Download or read book Narrating the Visual in Shakespeare written by Richard Meek and published by Routledge. This book was released on 2017-03-02 with total page 227 pages. Available in PDF, EPUB and Kindle. Book excerpt: This book examines Shakespeare's fascination with the art of narrative and the visuality of language. Richard Meek complicates our conception of Shakespeare as either a 'man of the theatre' or a 'literary dramatist', suggesting ways in which his works themselves debate the question of text versus performance.
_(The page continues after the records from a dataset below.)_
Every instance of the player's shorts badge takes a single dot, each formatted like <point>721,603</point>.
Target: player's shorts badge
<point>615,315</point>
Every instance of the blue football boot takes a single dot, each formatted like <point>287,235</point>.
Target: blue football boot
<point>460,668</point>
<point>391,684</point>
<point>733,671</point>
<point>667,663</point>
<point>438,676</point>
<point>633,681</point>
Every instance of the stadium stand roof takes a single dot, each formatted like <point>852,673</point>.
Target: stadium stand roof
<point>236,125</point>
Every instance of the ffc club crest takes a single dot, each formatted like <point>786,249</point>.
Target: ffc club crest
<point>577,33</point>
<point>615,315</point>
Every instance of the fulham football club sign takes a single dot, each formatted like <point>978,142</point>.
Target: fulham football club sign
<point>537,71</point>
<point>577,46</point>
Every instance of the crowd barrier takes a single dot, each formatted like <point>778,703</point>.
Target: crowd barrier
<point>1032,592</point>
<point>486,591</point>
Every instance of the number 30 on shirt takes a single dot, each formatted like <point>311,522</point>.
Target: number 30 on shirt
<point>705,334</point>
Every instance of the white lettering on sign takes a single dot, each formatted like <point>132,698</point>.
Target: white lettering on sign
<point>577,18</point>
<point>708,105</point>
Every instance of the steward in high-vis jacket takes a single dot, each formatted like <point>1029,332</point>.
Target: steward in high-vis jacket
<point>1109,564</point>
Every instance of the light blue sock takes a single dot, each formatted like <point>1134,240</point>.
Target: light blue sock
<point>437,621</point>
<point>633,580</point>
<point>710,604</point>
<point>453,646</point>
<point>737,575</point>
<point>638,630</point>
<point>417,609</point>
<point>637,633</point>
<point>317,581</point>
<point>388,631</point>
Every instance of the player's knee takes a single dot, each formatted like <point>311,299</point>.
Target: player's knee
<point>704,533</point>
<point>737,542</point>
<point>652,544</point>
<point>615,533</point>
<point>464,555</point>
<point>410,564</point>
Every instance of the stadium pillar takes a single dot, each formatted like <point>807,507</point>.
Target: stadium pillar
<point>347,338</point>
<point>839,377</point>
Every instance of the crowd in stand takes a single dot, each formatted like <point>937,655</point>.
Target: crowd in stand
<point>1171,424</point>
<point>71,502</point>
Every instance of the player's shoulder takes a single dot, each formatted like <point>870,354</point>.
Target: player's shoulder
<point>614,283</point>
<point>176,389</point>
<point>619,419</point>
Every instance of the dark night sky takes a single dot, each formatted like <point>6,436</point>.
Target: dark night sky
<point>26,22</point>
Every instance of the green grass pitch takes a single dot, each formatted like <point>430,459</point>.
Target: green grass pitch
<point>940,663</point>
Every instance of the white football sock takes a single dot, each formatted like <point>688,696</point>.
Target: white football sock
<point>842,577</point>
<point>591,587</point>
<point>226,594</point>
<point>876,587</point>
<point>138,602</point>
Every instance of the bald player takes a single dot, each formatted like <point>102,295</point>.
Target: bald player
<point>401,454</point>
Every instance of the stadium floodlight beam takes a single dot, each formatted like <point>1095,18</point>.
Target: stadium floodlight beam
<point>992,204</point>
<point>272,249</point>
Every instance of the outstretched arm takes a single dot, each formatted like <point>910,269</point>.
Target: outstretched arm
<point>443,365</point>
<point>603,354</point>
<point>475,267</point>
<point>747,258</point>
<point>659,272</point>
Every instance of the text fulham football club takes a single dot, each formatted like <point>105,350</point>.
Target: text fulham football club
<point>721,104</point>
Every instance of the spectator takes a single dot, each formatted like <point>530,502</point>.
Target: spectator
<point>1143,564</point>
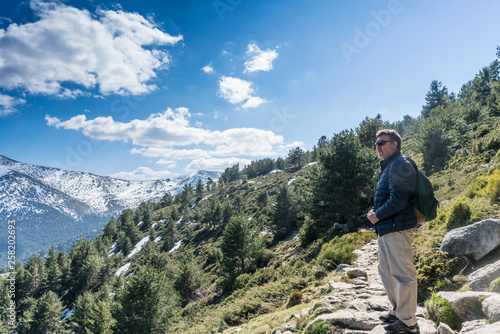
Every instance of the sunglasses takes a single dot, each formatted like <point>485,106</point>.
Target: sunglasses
<point>383,142</point>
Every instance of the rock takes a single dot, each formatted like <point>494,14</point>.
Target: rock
<point>491,307</point>
<point>465,304</point>
<point>331,299</point>
<point>473,325</point>
<point>355,272</point>
<point>340,286</point>
<point>358,304</point>
<point>358,281</point>
<point>445,329</point>
<point>426,327</point>
<point>302,313</point>
<point>350,319</point>
<point>379,303</point>
<point>475,240</point>
<point>482,328</point>
<point>342,267</point>
<point>480,279</point>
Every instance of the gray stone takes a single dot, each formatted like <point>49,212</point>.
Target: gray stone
<point>342,267</point>
<point>355,272</point>
<point>470,326</point>
<point>341,286</point>
<point>475,240</point>
<point>426,327</point>
<point>480,327</point>
<point>491,307</point>
<point>379,303</point>
<point>445,329</point>
<point>465,304</point>
<point>331,299</point>
<point>359,305</point>
<point>302,313</point>
<point>480,279</point>
<point>350,319</point>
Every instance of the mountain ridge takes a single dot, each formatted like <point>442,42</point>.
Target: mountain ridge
<point>46,200</point>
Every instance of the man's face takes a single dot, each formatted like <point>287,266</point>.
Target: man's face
<point>387,148</point>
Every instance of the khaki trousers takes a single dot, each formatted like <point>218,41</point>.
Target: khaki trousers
<point>398,274</point>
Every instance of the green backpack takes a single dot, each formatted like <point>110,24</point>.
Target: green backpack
<point>424,203</point>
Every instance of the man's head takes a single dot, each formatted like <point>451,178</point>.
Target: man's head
<point>388,141</point>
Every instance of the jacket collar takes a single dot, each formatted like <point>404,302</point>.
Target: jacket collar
<point>385,162</point>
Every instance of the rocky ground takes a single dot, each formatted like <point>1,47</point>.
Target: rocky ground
<point>354,308</point>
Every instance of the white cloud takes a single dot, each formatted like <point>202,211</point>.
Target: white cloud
<point>259,60</point>
<point>170,153</point>
<point>169,163</point>
<point>160,134</point>
<point>238,91</point>
<point>7,104</point>
<point>208,69</point>
<point>143,174</point>
<point>215,164</point>
<point>105,50</point>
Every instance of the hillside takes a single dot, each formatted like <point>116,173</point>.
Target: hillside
<point>54,206</point>
<point>265,241</point>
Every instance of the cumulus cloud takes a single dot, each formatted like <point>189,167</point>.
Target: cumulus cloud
<point>7,104</point>
<point>259,60</point>
<point>143,174</point>
<point>215,164</point>
<point>111,51</point>
<point>161,134</point>
<point>238,91</point>
<point>208,69</point>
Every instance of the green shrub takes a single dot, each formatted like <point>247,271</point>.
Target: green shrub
<point>295,299</point>
<point>495,285</point>
<point>318,327</point>
<point>493,187</point>
<point>460,214</point>
<point>340,249</point>
<point>440,311</point>
<point>433,269</point>
<point>241,281</point>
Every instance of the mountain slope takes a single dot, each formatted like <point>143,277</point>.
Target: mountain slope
<point>54,206</point>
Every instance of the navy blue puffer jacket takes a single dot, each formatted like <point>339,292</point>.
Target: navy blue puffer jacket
<point>396,185</point>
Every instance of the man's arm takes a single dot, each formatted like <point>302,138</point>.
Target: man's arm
<point>402,183</point>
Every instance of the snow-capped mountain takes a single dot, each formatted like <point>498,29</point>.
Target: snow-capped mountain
<point>73,203</point>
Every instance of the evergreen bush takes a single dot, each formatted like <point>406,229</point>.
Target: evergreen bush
<point>440,311</point>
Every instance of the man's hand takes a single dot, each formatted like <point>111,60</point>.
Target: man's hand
<point>372,216</point>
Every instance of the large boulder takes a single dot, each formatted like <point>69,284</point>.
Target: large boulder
<point>480,279</point>
<point>465,304</point>
<point>475,240</point>
<point>480,327</point>
<point>491,307</point>
<point>350,319</point>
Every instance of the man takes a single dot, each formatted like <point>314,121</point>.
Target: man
<point>394,220</point>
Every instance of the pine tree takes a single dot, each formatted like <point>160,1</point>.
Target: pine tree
<point>436,96</point>
<point>433,145</point>
<point>200,189</point>
<point>47,316</point>
<point>236,244</point>
<point>147,303</point>
<point>344,177</point>
<point>284,214</point>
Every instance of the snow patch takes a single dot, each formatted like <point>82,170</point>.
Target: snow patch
<point>123,269</point>
<point>66,314</point>
<point>138,247</point>
<point>176,246</point>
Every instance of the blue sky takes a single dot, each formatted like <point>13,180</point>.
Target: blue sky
<point>155,89</point>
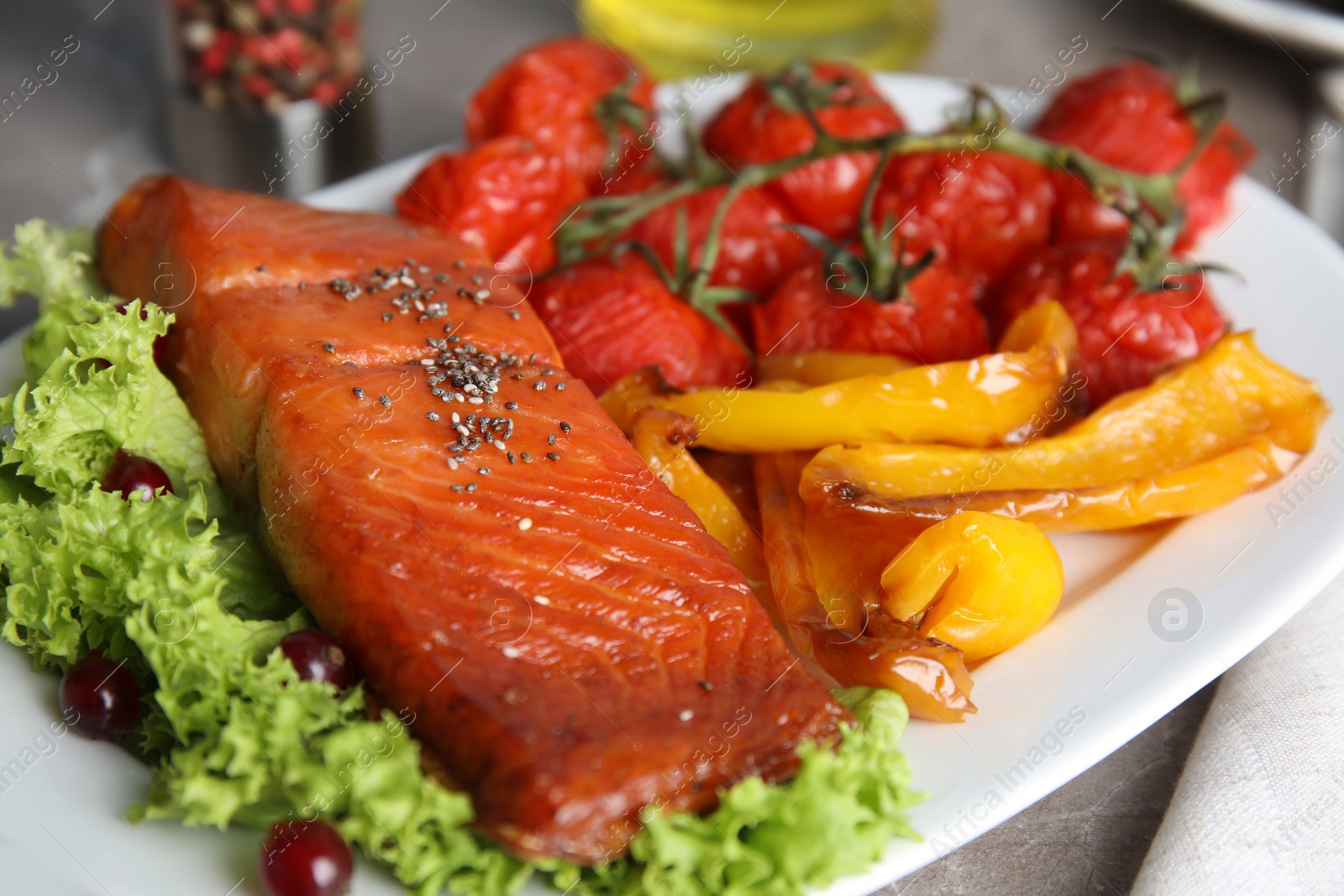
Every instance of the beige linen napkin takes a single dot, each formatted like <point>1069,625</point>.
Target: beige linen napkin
<point>1260,808</point>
Beginning with an exploration of the pictorialism of Shakespeare's narrative poems, the book goes on to examine several moments in Shakespeare's dramatic works when characters break off the action to describe an absent, 'offstage' event, place or work of art. Meek argues that Shakespeare does not simply prioritise drama over other forms of representation, but rather that he repeatedly exploits the interplay between different types of mimesis - narrative, dramatic and pictorial - in order to beguile his audiences and readers. Setting Shakespeare's works in their literary and rhetorical contexts, and engaging with contemporary literary theory, the book offers new readings of Venus and Adonis, The Rape of Lucrece, Hamlet, King Lear and The Winter's Tale. The book will be of particular relevance to readers interested in the relationship between verbal and visual art, theories of representation and mimesis, Renaissance literary and rhetorical culture, and debates regarding Shakespeare's status as a literary dramatist.